On Tuesday, the division that stymied the last two Republican speakers reached its logical conclusion: For the first time in 100 years, the majority party in the House proved unable to elect its nominee as speaker.

And on Wednesday, as of press time, nothing had changed.

For Republicans, the political pain has probably only just begun. On Wednesday, McCarthy again failed repeatedly as the House reconvened to try again.

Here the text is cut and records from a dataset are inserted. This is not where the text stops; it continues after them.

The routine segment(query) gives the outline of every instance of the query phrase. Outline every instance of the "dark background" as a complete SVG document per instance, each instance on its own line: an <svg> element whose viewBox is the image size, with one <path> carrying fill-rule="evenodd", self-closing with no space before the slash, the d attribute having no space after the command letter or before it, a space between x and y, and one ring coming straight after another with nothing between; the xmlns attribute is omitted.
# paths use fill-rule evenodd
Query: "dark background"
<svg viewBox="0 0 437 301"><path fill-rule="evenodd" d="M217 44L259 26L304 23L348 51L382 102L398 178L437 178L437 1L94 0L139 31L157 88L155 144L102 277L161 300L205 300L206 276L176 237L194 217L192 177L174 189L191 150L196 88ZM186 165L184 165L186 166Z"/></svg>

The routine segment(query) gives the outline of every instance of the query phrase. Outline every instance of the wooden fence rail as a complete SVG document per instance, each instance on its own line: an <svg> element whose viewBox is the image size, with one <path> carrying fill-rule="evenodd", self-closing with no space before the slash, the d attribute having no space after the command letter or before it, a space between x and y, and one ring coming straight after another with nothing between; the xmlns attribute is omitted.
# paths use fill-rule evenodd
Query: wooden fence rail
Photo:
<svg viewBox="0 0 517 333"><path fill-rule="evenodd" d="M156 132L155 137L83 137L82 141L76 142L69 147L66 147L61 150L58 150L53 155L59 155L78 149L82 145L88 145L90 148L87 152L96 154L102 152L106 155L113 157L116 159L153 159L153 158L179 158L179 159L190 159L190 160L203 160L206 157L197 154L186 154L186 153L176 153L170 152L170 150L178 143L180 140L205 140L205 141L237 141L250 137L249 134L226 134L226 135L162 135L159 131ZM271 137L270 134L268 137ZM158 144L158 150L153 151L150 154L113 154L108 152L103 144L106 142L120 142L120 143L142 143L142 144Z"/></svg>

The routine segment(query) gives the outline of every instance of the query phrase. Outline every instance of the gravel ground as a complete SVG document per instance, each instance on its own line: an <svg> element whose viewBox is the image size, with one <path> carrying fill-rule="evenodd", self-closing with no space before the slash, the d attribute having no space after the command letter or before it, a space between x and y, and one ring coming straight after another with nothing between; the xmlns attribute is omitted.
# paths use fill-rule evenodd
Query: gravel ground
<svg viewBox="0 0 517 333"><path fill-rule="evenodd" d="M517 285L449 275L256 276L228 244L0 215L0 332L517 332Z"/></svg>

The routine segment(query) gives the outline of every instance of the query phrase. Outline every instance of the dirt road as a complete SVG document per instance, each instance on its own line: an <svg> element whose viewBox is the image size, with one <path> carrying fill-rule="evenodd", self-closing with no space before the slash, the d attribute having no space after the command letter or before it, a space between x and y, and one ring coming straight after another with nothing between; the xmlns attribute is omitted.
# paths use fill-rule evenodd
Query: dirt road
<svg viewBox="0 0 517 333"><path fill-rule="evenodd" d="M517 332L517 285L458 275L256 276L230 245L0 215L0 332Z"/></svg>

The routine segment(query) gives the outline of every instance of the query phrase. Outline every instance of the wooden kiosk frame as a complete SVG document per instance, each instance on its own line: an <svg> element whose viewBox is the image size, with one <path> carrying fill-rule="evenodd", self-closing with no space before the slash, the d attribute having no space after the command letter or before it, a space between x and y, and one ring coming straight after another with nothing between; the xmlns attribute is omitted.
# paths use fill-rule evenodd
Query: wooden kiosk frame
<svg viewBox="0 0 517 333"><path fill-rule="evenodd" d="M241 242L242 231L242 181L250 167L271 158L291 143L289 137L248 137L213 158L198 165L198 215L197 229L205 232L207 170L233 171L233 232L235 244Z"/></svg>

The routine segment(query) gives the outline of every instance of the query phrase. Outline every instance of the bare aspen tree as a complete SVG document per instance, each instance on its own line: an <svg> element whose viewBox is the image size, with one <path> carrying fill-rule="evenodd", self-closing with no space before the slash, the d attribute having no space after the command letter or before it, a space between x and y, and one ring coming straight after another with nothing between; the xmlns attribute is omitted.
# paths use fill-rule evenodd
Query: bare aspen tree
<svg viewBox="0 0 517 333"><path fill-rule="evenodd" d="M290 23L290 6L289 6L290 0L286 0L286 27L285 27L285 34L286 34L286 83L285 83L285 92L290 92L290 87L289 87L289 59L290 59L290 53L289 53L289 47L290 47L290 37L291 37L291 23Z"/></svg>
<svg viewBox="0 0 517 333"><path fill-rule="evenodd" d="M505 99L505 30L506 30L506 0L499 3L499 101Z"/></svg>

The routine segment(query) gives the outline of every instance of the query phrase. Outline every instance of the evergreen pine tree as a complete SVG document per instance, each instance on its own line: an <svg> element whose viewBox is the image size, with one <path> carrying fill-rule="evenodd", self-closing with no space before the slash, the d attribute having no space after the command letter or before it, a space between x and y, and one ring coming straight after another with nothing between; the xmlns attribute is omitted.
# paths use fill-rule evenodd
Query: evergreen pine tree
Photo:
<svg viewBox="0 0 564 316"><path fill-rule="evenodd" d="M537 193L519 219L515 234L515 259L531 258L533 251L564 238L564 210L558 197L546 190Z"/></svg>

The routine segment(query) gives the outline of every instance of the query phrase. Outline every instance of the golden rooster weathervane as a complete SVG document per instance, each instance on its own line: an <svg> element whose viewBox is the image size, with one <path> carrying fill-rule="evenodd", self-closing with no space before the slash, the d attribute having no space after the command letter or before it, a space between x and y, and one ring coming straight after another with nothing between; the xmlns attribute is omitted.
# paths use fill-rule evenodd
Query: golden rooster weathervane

The problem for Republicans is that the contest over the speaker’s job isn’t what divides the party. Instead, “the contested race is the symptom of the underlying problems they face,” said Sarah A. Binder of George Washington University, an expert on Congress.

The roughly 20 House conservatives who repeatedly voted against Bakersfield’s McCarthy, who had won the endorsement of the right-flank Republican Freedom Caucus, “aren’t building a coalition” aimed at winning a majority to pass specific policies, Binder said.

Instead, their main power is to “throw sand in the gears” and try to block Democrats and less conservative Republicans from passing key legislation. That gives them little incentive to compromise — either on the speakership or, as Ryan and Boehner both discovered, on bills that leaders in both parties consider “must pass” legislation.

“It’s not clear that they have a price McCarthy could pay” to convince them to support him, Binder added.

Indeed, over the last several weeks, McCarthy made repeated concessions to the right only to see opposition to his candidacy grow.

It’s going to be hard to pass any major legislation with 20 members of the caucus willing to blow up the place.Longtime strategist Mike Murphy

Whoever eventually emerges as speaker — McCarthy, in the increasingly unlikely possibility that he can win over his deeply entrenched opponents, or another candidate such as Rep. Steve Scalise of Louisiana — will face that same problem over and over in the next two years, Binder and others said.

“It’s going to be hard to pass any major legislation with 20 members of the caucus willing to blow up the place,” said longtime Republican strategist Mike Murphy, now co-director of the Center for the Political Future at USC.

“Being speaker of the House is going to be like being mayor of hell.”

The political danger for Republicans is that many swing voters already see the GOP as too much in the thrall of ideological extremists. In November’s midterm elections, Republicans lost the support of independent and moderate voters, costing them a score or more hotly contested congressional districts they had hoped to win.